I beg to ask leave to withdraw the amendment.
Amendment, by leave, withdrawn.
The Speaker put forthwith the Questions necessary for the disposal of the business to be concluded at that time (Standing Order No. 83E).
Amendment made: 11, page 99, line 36, at end insert—
‘“personal representative”, in relation to an individual who has died, means—
(a) a person responsible for administering the individual’s estate under the law of England and Wales, Scotland or Northern Ireland, or
(b) a person who, under the law of another country or territory, has functions equivalent to those of administering the individual’s estate;’.—(Mr Djanogly.)
Amendment proposed: 92, page 103, line 35, leave out ‘physical or mental abuse’ and insert ‘any incident of threatening behaviour, violence or abuse (whether physical, mental, financial or emotional)’.—(Mr Llwyd.)
Question put, That the amendment be made.
Order. When a Member is announcing the result of a vote, the House really must be calm and listen.
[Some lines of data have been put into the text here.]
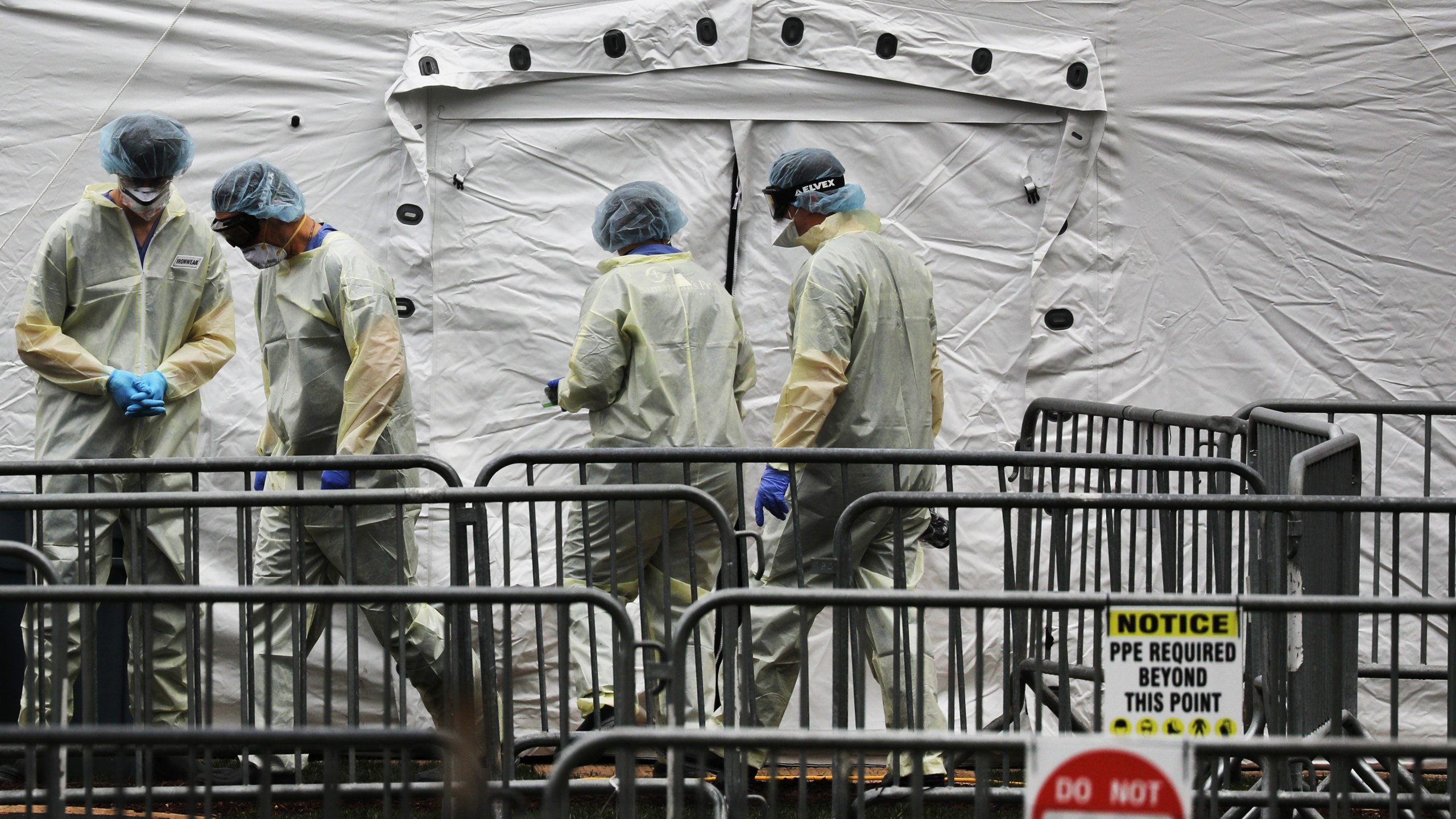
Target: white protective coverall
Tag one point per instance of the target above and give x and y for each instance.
(660, 361)
(337, 384)
(864, 374)
(92, 307)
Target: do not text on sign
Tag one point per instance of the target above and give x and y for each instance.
(1085, 777)
(1173, 672)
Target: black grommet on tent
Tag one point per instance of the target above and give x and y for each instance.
(706, 31)
(982, 60)
(792, 32)
(520, 57)
(887, 46)
(615, 43)
(1078, 75)
(1059, 318)
(411, 214)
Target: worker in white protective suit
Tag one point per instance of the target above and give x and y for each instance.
(337, 384)
(660, 359)
(127, 315)
(864, 374)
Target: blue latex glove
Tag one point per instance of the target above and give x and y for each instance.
(150, 397)
(772, 490)
(121, 387)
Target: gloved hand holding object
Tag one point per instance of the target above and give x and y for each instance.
(772, 490)
(149, 397)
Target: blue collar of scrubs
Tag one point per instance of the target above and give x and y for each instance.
(656, 250)
(318, 238)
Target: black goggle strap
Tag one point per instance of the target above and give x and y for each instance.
(781, 198)
(237, 229)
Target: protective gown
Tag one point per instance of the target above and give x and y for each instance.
(660, 361)
(337, 384)
(94, 305)
(864, 374)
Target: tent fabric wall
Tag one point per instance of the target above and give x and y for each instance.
(1267, 212)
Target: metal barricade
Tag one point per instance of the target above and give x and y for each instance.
(142, 764)
(1282, 777)
(388, 691)
(1410, 449)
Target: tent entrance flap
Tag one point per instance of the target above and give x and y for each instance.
(740, 91)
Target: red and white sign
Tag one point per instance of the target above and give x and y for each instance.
(1090, 779)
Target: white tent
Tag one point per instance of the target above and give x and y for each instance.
(1238, 200)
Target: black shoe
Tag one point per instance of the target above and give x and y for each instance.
(175, 770)
(908, 780)
(222, 777)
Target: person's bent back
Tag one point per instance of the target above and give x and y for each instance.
(660, 359)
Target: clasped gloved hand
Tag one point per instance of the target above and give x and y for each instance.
(774, 489)
(150, 395)
(121, 387)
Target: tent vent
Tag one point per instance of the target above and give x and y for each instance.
(792, 31)
(615, 43)
(706, 31)
(520, 57)
(982, 60)
(411, 214)
(1078, 75)
(1059, 318)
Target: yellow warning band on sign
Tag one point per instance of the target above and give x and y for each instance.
(1173, 623)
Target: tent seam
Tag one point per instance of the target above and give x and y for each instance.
(95, 123)
(1428, 48)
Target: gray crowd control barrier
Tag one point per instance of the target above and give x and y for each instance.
(1279, 777)
(69, 761)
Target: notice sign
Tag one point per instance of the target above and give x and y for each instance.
(1173, 672)
(1081, 777)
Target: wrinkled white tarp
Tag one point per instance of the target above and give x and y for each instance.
(1267, 213)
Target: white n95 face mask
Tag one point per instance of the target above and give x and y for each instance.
(264, 255)
(146, 201)
(789, 238)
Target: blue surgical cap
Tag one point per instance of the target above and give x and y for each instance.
(637, 213)
(144, 146)
(258, 188)
(804, 165)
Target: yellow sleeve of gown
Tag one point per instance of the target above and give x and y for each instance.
(212, 341)
(822, 327)
(376, 377)
(599, 356)
(38, 338)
That is only polite.
Amendment proposed: 74, page 104, line 23, at end insert—
‘(10) For the purposes of this paragraph, evidence that A has been abused by B or is at risk of being abused by B may consist of one or more of the following (without limitation)—
(a) a relevant court conviction or police caution;
(b) a relevant court order (including without notice, ex parte, interim or final orders) including a non-molestation order, occupation order, forced marriage protection order or other protective injunction;
(c) evidence of relevant criminal proceedings for an offence concerning domestic violence or a police report confirming attendance at an incident resulting from domestic violence;
(d) evidence that a victim has been referred to a Multi-Agency Risk Assessment Conference (as a high-risk victim of domestic violence) and a plan has been put in place to protect that victim from violence by the other party;
(e) a finding of fact in the family courts of domestic violence by the other party giving rise to the risk of harm to the victim;
(f) a medical report from a doctor at a UK hospital confirming that the applicant has injuries consistent with being a victim of domestic violence, such injuries not being limited to physical injuries;
(g) a letter from a General Medical Council registered general practitioner confirming that he or she has examined the applicant and is satisfied that the applicant had injuries consistent with those of a victim of domestic violence;
(h) an undertaking given to a court that the perpetrator of the abuse will not approach the applicant who is the victim of the abuse;
(i) a letter from a social services department confirming its involvement in connection with domestic violence;
(j) a letter of support or a report from a domestic violence support organisation; or
(k) other well-founded documentary evidence of abuse (such as from a counsellor, midwife, school or witnesses).
(11) For the avoidance of doubt, no time limit shall operate in relation to any evidence supporting an application for civil legal services under paragraph 10.’.—(Mr Slaughter.)
The House proceeded to a Division.
Order. I ask the Serjeant at Arms to investigate the delay in the Aye Lobby.
The hon. Gentleman, in his ingenious point of order, has not merely posed the question but furnished the House with the answer. He has identified that mechanism and paid his tribute, and it has rightly been received with enthusiasm and respect. I hope the hon. Gentleman and the House are satisfied.